あらかじめ心配しておけば、いざショッキングなことが起こってもショックを和らげることができるからです。

幸せになりたいと思ったら、「幸せだなあ」と声に出してみましょう。

「幸せだなあ」と何度も声に出していると、あなたは幸せな顔になっているはずです。

言葉はエネルギーです。

口から出た言葉は、エネルギーになって天空を駆けのぼり、お星様に当たって再び自分の元に返ってきます。

「幸せだなあ」と声に出せば幸せが、「ありがたいなあ」といえばありがたいことが自分に返ってきます。

しかも、池に石を投げ込んでできる波紋のように、何倍も大きくなって返ってくるのです。

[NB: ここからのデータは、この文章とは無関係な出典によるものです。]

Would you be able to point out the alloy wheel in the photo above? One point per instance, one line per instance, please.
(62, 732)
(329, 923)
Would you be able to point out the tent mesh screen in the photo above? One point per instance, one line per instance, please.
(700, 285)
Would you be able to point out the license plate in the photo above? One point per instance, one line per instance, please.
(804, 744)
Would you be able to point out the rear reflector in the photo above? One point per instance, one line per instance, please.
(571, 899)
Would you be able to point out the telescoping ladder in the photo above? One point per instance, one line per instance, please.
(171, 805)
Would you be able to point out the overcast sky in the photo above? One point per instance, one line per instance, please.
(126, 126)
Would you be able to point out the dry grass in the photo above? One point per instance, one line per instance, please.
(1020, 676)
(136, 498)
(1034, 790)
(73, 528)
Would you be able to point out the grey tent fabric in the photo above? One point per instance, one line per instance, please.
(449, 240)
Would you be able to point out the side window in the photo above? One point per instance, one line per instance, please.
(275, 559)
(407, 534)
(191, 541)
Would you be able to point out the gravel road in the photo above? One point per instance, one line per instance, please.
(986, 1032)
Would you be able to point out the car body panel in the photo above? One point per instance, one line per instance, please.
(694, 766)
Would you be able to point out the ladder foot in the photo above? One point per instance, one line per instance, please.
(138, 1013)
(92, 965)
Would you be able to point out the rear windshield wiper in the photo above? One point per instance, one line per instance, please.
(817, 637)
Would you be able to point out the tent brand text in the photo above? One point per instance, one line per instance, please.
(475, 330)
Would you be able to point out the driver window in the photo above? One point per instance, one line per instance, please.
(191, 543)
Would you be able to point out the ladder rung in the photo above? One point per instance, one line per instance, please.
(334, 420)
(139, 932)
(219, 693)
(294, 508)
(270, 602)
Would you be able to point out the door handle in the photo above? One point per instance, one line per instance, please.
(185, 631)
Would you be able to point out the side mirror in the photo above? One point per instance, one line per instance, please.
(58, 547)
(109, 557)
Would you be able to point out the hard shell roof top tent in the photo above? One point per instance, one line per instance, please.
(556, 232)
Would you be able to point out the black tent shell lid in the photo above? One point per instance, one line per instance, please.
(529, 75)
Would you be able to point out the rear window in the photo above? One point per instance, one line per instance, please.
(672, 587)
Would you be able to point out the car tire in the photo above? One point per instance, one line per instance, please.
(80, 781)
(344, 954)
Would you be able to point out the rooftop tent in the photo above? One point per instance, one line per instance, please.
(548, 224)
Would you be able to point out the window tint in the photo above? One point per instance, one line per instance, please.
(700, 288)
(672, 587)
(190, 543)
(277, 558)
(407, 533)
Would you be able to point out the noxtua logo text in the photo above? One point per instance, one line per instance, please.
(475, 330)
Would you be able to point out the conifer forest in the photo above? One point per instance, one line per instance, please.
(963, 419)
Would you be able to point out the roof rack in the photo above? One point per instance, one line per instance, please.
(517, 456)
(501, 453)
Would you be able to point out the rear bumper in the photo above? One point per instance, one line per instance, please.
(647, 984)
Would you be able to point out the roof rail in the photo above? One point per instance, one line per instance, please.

おもしろいことに、「幸せだなあ」が口癖になってくると、「なぜ自分は幸せなのか」という理由がフッと出てくるようになります。

なぜそんなことになるかというと、人間の脳にその秘密が隠されています。

人間の脳は、脈略のないことを話していると思考回路が錯乱します。

この錯乱を止めるために、脳は錯乱した原因を探しはじめます。

「幸せだなあ」といった自分は、なぜ幸せなのかと原因を探しはじめるわけです。

人間の脳はカラ回りをいちばん嫌うものです。

だから、とにかくつじつまを合わせようとするのです。

すると、「…だって、今日の天気はとってもいいからだよ」と、幸せである理由が勝手に口から出てきます。

まわりの人間からは極楽とんぼといわれるかもしれませんが、そんな声には耳を貸さず、ドンドンいい続けましょう。

変な奴だなといわれても、そこでやめてはいけません。

さて、「幸せだなあ」という言葉の対極にあるのが「ため息」という行為です。

ため息をつくというのは、世の中でいちばん悪いことです。

ため息の中には夢がありません。

そればかりか、夢を消して諦(あきら)めや絶望を生み出します。

ため息は最悪の行為ですが、うっかりため息をついてしまうこともあります。

でも心配はいりません。

そんなときはあまり気にせず、続けて「幸せだなあ」と声に出してみましょう。

こうしておけば、ため息の悪い部分を薄めて、幸せになっていきます。

人は幸せになるために生きているのだから、邪魔するものは払いのけなくてはなりません。